It took Rachel several seconds before she could squeak out her question. “You think someone took him?”
“I don’t know,” the chief said. “But we’re going to cover all the bases, okay?”
Rachel hugged the old book. She would help the police cover all the bases they wanted, but she would also cover some bases of her own. “Anything. What do you want me to do?”
Chapter Six
Police Chief Val Ryker lowered herself into her office chair and arranged the notes in front of her. The search for Josh Meier was fully underway now. The Lake Loyal PD dispatcher, receptionist and all-around superwoman, Oneida Perkins, had already issued the Amber Alert, using a recent photo and description provided by Rachel, and the county had sent deputies to help finish canvassing the neighborhood surrounding the closed elementary school.

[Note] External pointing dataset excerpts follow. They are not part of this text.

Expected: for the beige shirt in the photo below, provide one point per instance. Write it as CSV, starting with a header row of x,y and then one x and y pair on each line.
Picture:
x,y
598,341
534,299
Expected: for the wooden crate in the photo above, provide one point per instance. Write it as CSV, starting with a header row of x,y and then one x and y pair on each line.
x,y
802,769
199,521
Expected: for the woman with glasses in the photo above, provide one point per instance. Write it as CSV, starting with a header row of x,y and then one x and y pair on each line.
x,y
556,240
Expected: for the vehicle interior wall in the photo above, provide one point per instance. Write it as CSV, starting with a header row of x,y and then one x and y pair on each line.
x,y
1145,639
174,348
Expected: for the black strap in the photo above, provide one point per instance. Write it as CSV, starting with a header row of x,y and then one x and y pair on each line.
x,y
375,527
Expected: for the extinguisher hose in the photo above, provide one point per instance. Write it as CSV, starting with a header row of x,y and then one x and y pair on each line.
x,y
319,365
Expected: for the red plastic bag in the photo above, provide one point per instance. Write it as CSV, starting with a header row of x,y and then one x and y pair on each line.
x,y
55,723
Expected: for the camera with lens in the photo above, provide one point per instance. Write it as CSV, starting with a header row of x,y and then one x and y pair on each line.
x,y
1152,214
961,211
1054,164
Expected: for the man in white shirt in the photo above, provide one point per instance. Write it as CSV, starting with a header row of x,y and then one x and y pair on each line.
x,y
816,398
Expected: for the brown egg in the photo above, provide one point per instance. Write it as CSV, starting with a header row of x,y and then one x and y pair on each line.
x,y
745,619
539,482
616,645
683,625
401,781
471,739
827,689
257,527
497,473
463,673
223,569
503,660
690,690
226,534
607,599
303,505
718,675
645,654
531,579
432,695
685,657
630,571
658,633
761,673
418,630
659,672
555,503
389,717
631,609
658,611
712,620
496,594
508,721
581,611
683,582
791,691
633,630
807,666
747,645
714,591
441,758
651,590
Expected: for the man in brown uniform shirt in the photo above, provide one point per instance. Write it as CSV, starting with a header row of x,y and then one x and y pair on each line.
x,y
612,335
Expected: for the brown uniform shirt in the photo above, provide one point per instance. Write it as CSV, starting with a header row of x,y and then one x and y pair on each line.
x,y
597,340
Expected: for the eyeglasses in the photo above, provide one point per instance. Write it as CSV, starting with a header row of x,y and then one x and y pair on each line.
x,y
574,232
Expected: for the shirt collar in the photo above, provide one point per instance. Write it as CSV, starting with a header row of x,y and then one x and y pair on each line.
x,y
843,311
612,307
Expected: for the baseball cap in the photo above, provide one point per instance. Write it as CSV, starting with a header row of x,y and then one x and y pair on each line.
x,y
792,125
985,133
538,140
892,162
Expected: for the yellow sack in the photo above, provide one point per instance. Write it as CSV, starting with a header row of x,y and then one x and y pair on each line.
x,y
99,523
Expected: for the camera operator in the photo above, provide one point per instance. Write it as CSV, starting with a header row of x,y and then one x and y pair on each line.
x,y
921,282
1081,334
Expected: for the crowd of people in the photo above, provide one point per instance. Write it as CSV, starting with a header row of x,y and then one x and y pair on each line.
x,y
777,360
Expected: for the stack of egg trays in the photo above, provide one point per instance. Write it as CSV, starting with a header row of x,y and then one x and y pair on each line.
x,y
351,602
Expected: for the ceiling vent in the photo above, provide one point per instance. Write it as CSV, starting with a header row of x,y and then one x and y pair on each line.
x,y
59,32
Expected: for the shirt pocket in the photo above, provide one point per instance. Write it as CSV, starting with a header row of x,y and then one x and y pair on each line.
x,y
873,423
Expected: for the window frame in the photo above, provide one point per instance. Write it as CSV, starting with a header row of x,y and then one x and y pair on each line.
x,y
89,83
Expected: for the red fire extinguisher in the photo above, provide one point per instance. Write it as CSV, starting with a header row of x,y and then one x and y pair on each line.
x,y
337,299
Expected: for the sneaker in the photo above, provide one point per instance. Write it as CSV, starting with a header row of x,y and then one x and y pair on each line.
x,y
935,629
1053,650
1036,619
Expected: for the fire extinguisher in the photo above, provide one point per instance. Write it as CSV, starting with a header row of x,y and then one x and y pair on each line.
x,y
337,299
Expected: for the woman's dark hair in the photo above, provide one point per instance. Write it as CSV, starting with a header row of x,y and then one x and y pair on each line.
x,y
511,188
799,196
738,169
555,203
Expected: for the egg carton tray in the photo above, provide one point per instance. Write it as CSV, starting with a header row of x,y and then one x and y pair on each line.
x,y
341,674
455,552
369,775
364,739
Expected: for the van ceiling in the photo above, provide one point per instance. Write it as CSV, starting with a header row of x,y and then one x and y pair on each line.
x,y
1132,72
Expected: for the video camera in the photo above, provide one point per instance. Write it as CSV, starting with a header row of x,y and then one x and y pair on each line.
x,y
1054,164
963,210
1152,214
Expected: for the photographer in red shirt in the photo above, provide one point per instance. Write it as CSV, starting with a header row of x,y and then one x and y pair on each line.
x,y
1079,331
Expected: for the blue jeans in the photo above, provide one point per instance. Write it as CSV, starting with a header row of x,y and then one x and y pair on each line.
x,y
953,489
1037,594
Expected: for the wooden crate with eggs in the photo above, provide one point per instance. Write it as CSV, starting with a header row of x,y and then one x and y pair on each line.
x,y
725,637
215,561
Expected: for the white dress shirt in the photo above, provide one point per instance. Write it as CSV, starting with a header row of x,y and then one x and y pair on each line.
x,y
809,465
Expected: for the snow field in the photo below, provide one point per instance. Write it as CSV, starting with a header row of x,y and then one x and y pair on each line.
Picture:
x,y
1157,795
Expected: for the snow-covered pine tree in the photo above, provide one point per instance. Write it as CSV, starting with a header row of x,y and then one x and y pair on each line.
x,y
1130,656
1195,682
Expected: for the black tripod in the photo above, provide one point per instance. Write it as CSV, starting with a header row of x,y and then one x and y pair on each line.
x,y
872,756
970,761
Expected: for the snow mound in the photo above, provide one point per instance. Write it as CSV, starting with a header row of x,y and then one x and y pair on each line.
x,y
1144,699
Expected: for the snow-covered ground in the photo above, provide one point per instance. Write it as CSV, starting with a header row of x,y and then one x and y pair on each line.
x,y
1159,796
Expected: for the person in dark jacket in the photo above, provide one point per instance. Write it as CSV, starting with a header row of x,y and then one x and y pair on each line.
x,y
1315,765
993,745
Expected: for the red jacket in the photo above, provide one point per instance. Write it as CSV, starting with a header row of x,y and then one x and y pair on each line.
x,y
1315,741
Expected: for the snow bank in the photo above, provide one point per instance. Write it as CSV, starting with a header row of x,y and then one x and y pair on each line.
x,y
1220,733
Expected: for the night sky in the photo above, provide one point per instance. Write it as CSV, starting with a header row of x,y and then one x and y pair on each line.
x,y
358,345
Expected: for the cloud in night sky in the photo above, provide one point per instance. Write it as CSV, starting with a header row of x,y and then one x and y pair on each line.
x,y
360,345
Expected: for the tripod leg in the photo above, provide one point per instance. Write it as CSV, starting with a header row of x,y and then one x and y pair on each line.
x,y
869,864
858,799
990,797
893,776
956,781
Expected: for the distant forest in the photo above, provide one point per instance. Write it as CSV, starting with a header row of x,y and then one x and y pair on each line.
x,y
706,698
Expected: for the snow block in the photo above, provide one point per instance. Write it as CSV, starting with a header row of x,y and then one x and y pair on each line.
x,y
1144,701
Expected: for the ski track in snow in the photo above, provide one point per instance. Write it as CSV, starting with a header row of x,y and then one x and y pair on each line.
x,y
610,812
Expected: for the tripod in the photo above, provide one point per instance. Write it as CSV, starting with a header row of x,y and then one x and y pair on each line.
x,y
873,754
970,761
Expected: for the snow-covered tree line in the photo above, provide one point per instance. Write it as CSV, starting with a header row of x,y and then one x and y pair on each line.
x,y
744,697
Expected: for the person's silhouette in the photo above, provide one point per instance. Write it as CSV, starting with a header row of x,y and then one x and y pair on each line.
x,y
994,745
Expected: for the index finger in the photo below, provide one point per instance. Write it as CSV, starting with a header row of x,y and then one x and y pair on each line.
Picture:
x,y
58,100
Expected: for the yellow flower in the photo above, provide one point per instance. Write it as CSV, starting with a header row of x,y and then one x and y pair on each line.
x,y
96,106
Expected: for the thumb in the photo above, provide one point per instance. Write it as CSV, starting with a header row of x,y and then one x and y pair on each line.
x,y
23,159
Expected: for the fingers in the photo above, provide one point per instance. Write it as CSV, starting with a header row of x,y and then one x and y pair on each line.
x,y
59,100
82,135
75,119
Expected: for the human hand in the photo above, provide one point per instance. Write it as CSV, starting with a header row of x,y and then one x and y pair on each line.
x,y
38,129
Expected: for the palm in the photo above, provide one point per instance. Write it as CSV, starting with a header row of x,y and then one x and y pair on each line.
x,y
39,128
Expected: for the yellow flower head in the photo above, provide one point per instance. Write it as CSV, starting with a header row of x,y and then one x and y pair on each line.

Every missing child case was treated seriously, even though every one of the handful Val had encountered since moving to Lake Loyal had been a false alarm. Kids running away from home only to return hours later. Kids who forgot to ask for permission to visit a friend’s house. Kids who lost track of time while out playing. Val didn’t know which group Josh fit into yet, but there was one giant element that was nagging at her.
The thing that disturbed her most was this happened to be the second incident involving the old school in as many weeks. Two Fridays ago, the Buchner kid was pulled out of the old school in a state of shock. He hadn’t spoken since, and no one knew what had happened to him. Val had personally made sure the school was locked tight with security chains. But today the chains were gone, and the door facing the playground was open.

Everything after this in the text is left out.